Still, digital history provides students with important learning tools, resources and thought processes that 21st century teachers can no longer ignore. This is why Professor Lévesque is currently engaged with colleague Adam Friedman, from Wake Forest University in North Carolina, in a comparative Canada-US study of high school student learning with technology. Looking at how comparable history subjects, such as Canada-US relations and the War of 1812, can be taught with digital technology, this SSHRC-funded research aims to uncover the particular ways in which Canadian and American teachers and students can learn in technology- connected settings.

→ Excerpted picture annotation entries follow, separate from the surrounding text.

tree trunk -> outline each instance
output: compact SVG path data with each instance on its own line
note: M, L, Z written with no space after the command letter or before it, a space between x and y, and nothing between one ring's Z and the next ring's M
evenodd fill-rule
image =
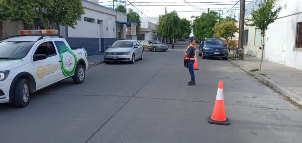
M262 51L261 52L261 61L260 62L260 67L259 68L259 70L261 70L261 66L262 65L262 60L263 59L263 51L264 51L264 41L265 41L264 39L264 35L262 35L262 38L263 39L263 41L262 41L262 38L260 38L261 40L261 45L262 45Z
M3 32L2 31L2 21L0 21L0 39L3 38Z

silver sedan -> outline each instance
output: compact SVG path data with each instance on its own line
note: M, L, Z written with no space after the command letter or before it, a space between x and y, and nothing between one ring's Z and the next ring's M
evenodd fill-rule
M111 62L130 62L134 63L135 60L143 60L143 46L136 40L119 40L115 42L104 54L106 63Z

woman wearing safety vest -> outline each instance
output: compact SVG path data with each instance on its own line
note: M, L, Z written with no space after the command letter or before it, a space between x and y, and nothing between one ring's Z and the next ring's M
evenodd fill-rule
M185 59L189 59L189 64L188 68L189 72L191 75L191 81L188 82L188 85L195 85L195 75L194 73L193 65L195 62L195 53L196 51L196 46L195 44L195 39L192 37L190 38L189 40L190 45L187 48L186 52L185 54Z

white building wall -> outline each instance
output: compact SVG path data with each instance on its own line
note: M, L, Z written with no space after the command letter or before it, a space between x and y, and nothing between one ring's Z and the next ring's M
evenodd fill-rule
M250 17L251 15L249 14L246 16L245 18L249 18ZM246 21L245 22L248 24L250 24L252 23L252 21ZM245 25L244 30L249 30L247 44L246 45L243 45L245 53L252 56L261 58L262 50L259 49L259 47L262 46L261 45L255 45L256 27Z
M98 20L100 20L101 38L116 38L115 21L127 22L127 15L84 2L82 1L82 3L85 14L82 15L80 21L77 21L78 24L76 26L76 29L68 27L68 37L98 38ZM84 21L84 17L94 19L93 23ZM125 30L126 26L124 24L122 27L121 38L125 39L126 33L124 31Z
M302 70L302 48L296 47L297 23L302 22L302 1L279 0L276 3L286 8L266 31L264 59Z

This is a good discussion about the impact of Digital History but I would argue that there is a difference between Digital History as a (sub) field in its own right which attempts to study history in new ways using new technological applications, and the broader issue of the field of historical study in the digital age. The latter affects all historians since the digital age, in its broadest sense, is challenging the essential nature of what we understand as the past and how we study it as historians. More to the point, as more and more material is originally created in digital form (or digital born), there are huge questions to be asked about how this future archive of material is preserved – what is preserved, how much can be preserved, how much will be lost to the historian of the future in the digital black hole. It is absolutely true that the sheer volume of material created electronically is growing exponentially but in day to day life how much social history is potentially lost forever by casual use of the delete key? Hard copy letters, diaries and photographs stand a much better chance of serendipitous survival than do text messages or emails.
Paul makes the valid point that “today’s students are digital natives and generally far more savvy than their professors”. The flip side to this is that students do not yet have the rigorous methodological experience of their professors to apply to their internet searches. If digital methodology and its potential perils are not taught as part of university history courses then the new generation of historical scholars run the risk of viewing a digital source (whether digitized or digital born) and a hard copy source as the same, requiring the same approaches, interpretation and methodology, when this is not the case at all. More than anything else, changing the medium changes the context of how something is understood and, vitally to historians, how it is interpreted. Holding a letter in your hand as you read it is an entirely different experience to reading the same letter from a computer screen. Conversely, reading a personal text message on your mobile phone is a much more intimate experience and requires different consideration of context than uploading the same message to Twitter where it is visible to a large audience.
Professors should certainly use more dynamic learning tools in classes, but they must also teach their students (and sometimes their colleagues!) to question the provenance of online material; to ask who put it there, why, and what is omitted as well as what is accessible. The notion that if is it is not on Google it does not exist is a dangerous one for historical scholars!